London: Want to feel young as you age?
Look on the bright side of life, say researchers.
A new study has found that people who age best have
a light-hearted, optimistic outlook on life, a finding which
offers a new theory on why some with good genes have a sunnier
outlook and sharper mind in old age.
The researchers at University of Hamburg in Germany
have discovered that simply focusing one`s brain on positive
thoughts, and living for the moment, rather than looking too
far into the future, can help maintain good mental health.
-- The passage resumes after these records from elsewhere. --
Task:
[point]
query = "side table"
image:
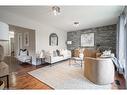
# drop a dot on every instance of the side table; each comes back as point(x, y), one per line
point(76, 59)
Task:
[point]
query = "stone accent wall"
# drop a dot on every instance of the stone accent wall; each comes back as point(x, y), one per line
point(105, 36)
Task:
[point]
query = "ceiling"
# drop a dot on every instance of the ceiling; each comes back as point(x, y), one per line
point(87, 16)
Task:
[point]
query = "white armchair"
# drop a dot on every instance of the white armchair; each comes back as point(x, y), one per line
point(24, 56)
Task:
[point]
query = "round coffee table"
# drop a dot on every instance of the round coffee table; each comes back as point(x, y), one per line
point(1, 84)
point(76, 59)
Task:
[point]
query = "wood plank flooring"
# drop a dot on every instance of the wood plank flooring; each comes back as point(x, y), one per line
point(20, 79)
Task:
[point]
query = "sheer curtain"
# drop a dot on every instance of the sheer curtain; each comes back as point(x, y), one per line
point(126, 53)
point(121, 48)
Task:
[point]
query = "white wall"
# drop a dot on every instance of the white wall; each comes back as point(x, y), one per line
point(42, 31)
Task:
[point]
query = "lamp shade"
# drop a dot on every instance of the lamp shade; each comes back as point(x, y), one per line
point(4, 31)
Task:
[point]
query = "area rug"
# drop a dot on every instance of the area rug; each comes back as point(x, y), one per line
point(64, 76)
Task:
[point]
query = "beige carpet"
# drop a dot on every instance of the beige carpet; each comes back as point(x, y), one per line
point(64, 76)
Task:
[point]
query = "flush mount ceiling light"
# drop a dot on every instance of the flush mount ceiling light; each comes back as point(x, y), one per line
point(76, 23)
point(56, 10)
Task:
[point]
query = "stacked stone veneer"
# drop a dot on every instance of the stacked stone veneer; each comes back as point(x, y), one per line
point(105, 36)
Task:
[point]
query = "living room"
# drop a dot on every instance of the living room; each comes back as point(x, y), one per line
point(52, 44)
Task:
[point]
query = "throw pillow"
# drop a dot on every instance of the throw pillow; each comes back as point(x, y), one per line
point(58, 52)
point(54, 54)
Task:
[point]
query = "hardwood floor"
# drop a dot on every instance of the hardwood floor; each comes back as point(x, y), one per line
point(20, 79)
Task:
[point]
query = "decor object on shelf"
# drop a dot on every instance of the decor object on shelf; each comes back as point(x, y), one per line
point(99, 70)
point(24, 56)
point(4, 69)
point(4, 31)
point(53, 39)
point(26, 39)
point(56, 10)
point(87, 40)
point(76, 24)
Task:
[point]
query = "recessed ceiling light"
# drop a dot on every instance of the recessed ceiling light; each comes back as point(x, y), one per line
point(76, 23)
point(56, 10)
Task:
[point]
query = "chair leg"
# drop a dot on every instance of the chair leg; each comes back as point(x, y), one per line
point(7, 81)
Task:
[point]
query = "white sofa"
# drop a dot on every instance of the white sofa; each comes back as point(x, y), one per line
point(52, 58)
point(24, 56)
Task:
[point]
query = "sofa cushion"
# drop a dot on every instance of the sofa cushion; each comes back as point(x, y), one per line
point(54, 53)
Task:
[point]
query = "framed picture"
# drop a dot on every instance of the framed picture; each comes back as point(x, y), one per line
point(87, 40)
point(53, 39)
point(26, 39)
Lead researcher Dr Stefanie Brassen said
that successful ageing came down to "the positivity effect".
She said this was "a biased tendency towards and preference
for positive, emotionally gratifying experiences".
For their research, the researchers conducted an
experiment which saw young and elderly adults presented with
pictures of happy, sad, fearful or neutral faces.
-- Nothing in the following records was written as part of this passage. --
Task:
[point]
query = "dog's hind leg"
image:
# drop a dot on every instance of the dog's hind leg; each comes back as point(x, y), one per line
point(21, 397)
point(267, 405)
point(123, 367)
During certain parts of the task when participants
were told they could relax, researchers noted that the elderly
subjects were much more engaged by the sight of a happy face,
a news source reported.
By scanning the brains of participants,
the researchers discovered increased activity in the rostral
anterior cingulate cortex, the part of the brain that controls
emotions. High levels of activity in this part of the brain
are associated with good mental health.
The study, published in a
journal, suggest that staying happy and focusing on life`s
positives are key to people remaining mentally alert as they
Dr John Krystal, the editor of Biological Psychiatry,
added: "The lessons of healthy ageing seem to be similar to
those of resilience throughout life."